What Shape Is Your Goodwill in?

Jul 29, 2008

I am privileged to interact with companies that have terrific goodwill and are constantly managing it — with customers, with shareholders, and with employees. Not so many years ago, working as a recruiter in the professional staffing arena, I unfortunately had to work with client companies that failed miserably in providing anything even resembling goodwill. They simply didn’t understand what it is or its value to them as a company.

For those of you who have forgotten what goodwill is, here’s a very simple Wikipedia definition: “The value of a business entity not directly attributable to its assets and liabilities.”

Goodwill comes down to a matter of your company’s reputation for treating employees fairly, addressing their needs creatively, and managing their work/life balance with flexibility — and then being able to retain those employees versus other companies competing for the same labor pool.
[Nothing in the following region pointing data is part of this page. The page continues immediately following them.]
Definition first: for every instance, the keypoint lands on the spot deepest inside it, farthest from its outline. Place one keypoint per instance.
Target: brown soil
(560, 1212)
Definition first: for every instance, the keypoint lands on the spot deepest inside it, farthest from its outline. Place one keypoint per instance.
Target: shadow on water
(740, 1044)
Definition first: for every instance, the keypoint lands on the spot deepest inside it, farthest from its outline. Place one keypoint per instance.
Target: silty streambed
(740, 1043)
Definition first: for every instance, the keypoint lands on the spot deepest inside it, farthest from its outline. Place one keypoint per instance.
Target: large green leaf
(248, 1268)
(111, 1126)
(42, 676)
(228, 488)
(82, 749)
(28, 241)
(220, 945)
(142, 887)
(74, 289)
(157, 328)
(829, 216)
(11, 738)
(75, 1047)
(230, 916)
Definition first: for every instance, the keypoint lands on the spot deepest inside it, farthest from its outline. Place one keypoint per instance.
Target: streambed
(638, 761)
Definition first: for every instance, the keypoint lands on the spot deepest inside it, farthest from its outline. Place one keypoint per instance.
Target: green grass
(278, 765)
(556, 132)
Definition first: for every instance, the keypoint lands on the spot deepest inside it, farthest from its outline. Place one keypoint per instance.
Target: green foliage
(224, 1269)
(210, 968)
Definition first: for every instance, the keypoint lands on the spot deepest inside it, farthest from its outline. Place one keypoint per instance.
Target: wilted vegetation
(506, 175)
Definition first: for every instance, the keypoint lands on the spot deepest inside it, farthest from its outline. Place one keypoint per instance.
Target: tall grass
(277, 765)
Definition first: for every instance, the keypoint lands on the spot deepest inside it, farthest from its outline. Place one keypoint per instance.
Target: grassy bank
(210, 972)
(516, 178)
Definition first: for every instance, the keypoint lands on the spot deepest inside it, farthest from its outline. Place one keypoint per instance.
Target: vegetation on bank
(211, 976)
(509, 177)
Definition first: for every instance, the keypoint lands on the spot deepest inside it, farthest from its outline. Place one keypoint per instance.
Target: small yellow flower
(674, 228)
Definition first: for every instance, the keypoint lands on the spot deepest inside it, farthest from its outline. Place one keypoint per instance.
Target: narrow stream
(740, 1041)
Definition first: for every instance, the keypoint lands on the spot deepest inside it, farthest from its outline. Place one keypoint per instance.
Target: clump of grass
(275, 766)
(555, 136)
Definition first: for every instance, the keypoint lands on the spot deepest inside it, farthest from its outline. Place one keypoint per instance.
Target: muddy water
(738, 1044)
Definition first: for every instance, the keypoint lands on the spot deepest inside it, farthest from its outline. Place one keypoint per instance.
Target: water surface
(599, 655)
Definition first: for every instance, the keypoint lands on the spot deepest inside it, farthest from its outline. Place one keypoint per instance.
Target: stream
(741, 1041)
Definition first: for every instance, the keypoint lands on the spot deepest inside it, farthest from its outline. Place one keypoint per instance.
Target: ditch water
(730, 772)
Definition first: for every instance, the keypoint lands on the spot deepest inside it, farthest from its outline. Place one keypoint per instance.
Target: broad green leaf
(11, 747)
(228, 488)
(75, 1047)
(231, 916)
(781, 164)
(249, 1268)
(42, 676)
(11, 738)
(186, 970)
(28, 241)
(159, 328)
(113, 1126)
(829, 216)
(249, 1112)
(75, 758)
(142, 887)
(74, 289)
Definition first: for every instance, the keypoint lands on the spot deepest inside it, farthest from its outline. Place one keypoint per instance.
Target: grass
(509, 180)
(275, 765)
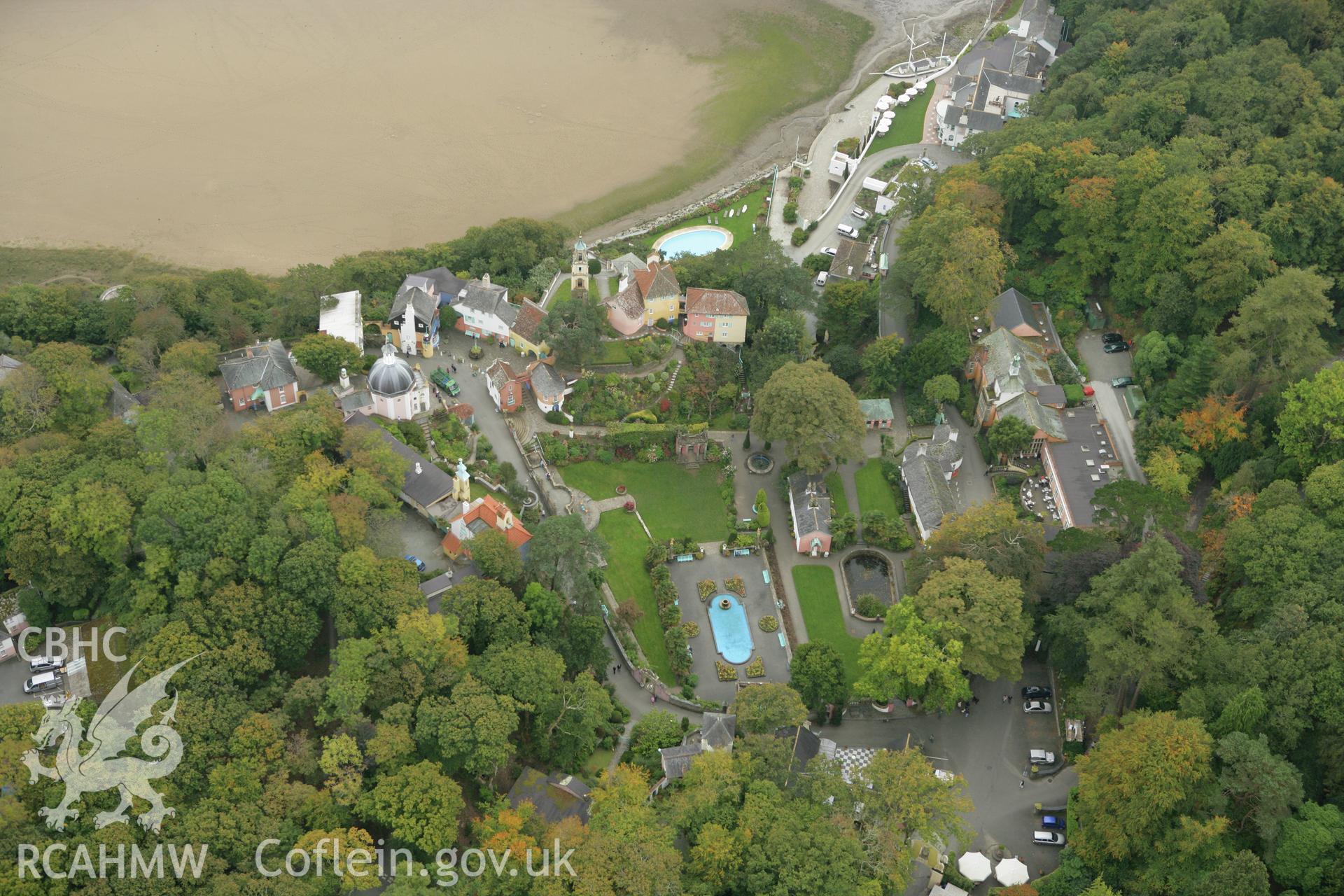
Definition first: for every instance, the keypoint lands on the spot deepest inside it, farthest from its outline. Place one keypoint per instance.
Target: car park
(42, 681)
One company I know treats its employees as if they are children. It constantly holds the expectation that its workforce can’t be trusted, doesn’t have the company’s best interests in mind, and need to be watched constantly for any possible infractions of company policy. This sounds like a self-fulfilling prophecy, doesn’t it?

Another company does its best to make sure all its employees adhere to a very strict schedule of Monday to Friday, 8 a.m. to 5 p.m. with no exceptions, even though more than half of its employees perform duties not tied to the company’s hours of operation and some can easily perform their job from a home computer. There are some control issues going on here!

Finally, another firm, in professional services, maintains that as an “informal” policy it expects all of their employees to work very long hours because it can’t afford to hire additional staff — and, well, that’s what it has always expected from anyone who wants to work there This sounds very appealing to a semi-retired Baby Boomer, doesn’t it?

All of these companies have one thing in common. They will all struggle to maintain an adequate workforce and go the way of the dinosaurs if they don’t change their ways. As the labor supply decreases in the coming years, retaining top talent will be more than a simple matter of the employer who pays the most gets the talent. The dynamics of what keeps employees engaged will be no different in 2025 then what it is today. The four cornerstones of why employees stay with a company are: they feel appreciated for their contributions, positively challenged by their responsibilities, offered benefits that make sense for their lifestyle, and have successfully struck a balance between their career and their personal life.

Reassess your goodwill now and ask yourself, “how healthy is my company’s reputation with our workforce?”

There isn’t any one right answer to the goodwill question. While concierge services and on-site day care may be positives at one company, they may mean little at another. A short work day and telecommuting may also be treated differently from one group of employees to another. Goodwill doesn’t have to cost a lot to build, but it can be expensive to lose, when you consider the cost of your revolving personnel door, constant retraining of new employees to replace the old, employee theft as a result of discontent, and lost business relationships built over time by your workforce.

Think about the companies today with the best professional reputations, internally and externally, such as Microsoft, Google, and Yahoo!, to name just a few. A great place to get a hold on your company goodwill is by gaining an understanding of the details of what inspires and keeps your employees happy. It will be the companies positioning themselves today on the four cornerstones of employee goodwill who will capitalize on the top talent of tomorrow.